A friend of her husband’s suggested she see an endocrinologist, and an increasingly desperate Sarah made an appointment. The endocrinologist prescribed thyroid medication to raise Sarah’s low thyroid levels and, having noted for years a correlation between endo and autoimmune conditions, confirmed the possibility that Sarah might have an autoimmune disease. And, since the word endometriosis was floating in the air, he also suggested that Sarah get in touch with a New York–based endo specialist—namely, Iris.

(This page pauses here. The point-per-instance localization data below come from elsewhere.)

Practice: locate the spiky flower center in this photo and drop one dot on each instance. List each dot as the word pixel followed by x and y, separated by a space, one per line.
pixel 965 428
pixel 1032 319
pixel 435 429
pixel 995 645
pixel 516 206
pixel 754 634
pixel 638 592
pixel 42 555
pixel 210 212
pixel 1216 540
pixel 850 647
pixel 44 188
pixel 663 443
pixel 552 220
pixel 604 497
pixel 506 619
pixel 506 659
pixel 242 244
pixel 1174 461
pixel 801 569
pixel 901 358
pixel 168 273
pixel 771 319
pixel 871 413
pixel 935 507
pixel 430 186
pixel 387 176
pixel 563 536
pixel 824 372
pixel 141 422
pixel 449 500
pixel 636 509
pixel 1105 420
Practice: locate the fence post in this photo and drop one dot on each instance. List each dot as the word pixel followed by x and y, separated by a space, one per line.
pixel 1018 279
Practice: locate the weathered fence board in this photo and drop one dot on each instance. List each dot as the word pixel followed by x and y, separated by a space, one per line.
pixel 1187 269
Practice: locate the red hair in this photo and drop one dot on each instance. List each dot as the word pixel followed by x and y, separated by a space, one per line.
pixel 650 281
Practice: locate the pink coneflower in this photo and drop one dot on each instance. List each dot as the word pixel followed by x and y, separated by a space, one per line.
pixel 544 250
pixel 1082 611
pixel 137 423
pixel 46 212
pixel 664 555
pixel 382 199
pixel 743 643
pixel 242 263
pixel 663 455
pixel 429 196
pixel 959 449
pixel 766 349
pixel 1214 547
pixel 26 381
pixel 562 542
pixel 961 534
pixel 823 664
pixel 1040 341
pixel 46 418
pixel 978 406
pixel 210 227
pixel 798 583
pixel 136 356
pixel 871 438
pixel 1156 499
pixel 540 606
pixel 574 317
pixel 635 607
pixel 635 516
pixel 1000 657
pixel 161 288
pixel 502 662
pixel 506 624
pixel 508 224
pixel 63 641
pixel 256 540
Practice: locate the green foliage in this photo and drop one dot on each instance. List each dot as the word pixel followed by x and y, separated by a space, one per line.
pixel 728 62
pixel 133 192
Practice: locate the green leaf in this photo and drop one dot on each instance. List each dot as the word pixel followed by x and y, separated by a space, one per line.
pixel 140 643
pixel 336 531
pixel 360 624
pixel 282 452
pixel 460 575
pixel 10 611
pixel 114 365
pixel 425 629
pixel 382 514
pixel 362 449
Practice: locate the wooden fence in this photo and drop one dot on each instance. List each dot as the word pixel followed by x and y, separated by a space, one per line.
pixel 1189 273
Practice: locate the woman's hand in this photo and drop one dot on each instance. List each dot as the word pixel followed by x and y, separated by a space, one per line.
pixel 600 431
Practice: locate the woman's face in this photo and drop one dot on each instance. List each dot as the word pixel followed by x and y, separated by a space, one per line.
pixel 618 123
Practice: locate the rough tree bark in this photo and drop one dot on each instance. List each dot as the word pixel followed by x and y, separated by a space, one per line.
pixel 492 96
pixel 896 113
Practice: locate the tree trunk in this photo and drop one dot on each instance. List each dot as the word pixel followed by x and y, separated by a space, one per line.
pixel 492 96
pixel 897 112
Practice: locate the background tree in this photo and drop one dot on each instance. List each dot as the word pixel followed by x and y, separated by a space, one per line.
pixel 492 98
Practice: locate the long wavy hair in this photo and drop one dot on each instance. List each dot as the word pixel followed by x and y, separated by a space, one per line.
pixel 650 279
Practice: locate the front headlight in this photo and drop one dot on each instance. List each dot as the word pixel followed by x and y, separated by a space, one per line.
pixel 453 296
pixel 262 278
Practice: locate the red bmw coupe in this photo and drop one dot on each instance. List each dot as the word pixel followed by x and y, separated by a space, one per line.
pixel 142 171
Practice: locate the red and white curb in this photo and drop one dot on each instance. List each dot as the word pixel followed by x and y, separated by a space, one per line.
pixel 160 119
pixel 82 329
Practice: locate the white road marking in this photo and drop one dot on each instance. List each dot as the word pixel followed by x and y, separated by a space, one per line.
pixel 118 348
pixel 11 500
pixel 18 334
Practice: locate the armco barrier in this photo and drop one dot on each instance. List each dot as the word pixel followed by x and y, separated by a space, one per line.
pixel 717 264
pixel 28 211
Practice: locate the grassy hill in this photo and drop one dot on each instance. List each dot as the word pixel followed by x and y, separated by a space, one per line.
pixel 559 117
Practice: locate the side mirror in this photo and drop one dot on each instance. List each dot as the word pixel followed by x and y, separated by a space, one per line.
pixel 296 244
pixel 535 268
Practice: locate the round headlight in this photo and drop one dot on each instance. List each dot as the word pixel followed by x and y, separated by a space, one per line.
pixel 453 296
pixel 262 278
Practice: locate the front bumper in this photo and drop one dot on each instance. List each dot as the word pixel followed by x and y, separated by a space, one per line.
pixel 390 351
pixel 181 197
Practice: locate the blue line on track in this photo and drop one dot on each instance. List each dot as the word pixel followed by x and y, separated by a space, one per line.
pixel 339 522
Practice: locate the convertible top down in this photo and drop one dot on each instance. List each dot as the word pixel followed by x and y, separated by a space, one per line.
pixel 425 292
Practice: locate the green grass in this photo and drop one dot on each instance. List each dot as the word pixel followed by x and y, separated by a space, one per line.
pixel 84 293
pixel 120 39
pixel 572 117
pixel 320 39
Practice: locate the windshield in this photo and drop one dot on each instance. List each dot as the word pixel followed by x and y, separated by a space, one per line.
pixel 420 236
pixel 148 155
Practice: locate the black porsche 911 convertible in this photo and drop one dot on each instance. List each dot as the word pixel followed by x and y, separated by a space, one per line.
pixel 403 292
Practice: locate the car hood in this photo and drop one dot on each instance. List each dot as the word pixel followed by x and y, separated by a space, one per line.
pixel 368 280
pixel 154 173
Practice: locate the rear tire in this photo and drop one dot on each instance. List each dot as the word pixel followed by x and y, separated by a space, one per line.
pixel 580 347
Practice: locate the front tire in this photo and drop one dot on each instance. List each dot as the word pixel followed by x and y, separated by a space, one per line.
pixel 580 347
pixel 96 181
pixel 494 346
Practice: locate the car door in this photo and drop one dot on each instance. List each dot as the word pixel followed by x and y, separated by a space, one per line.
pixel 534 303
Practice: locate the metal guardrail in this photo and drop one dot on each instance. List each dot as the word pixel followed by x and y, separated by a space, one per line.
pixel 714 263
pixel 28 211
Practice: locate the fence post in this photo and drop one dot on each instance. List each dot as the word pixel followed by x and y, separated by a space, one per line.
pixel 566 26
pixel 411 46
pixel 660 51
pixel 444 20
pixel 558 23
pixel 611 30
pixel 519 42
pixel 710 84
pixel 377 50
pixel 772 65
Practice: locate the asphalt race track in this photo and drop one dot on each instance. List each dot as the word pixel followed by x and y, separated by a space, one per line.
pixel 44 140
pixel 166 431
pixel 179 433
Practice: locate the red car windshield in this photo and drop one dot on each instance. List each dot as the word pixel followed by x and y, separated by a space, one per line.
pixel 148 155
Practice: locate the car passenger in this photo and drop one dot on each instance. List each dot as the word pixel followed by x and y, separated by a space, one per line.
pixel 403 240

Certainly, Sarah had traveled a long way since her family doctor back home in England told her that her pain was something she would “just have to live with,” so the prospect of a trip to New York seemed but another step in the journey and certainly worth trying. That was how she came to be in Iris’s office, where she answered Iris’s rash of questions, went through Iris’s hands-on, extensive physical examination, and heard Iris proclaim that there was “a high likelihood” that Sarah had endometriosis. Iris also recognized that Sarah’s pelvic floor muscles were extremely tight and sent her to Amy for physical therapy. Together, they prescribed a program for Sarah: It would start with understanding the disease process, changing to a low-acid, low-potassium, anti-inflammatory diet to address her interstitial cystitis/painful bladder, getting up and moving and beginning a specialized physical therapy program, moderating the disease’s impacts one by one, undertaking a program of mindfulness through meditation, yoga, qigong, or tai chi—and downregulating the nervous system as preparation for excision surgery, when the time was right.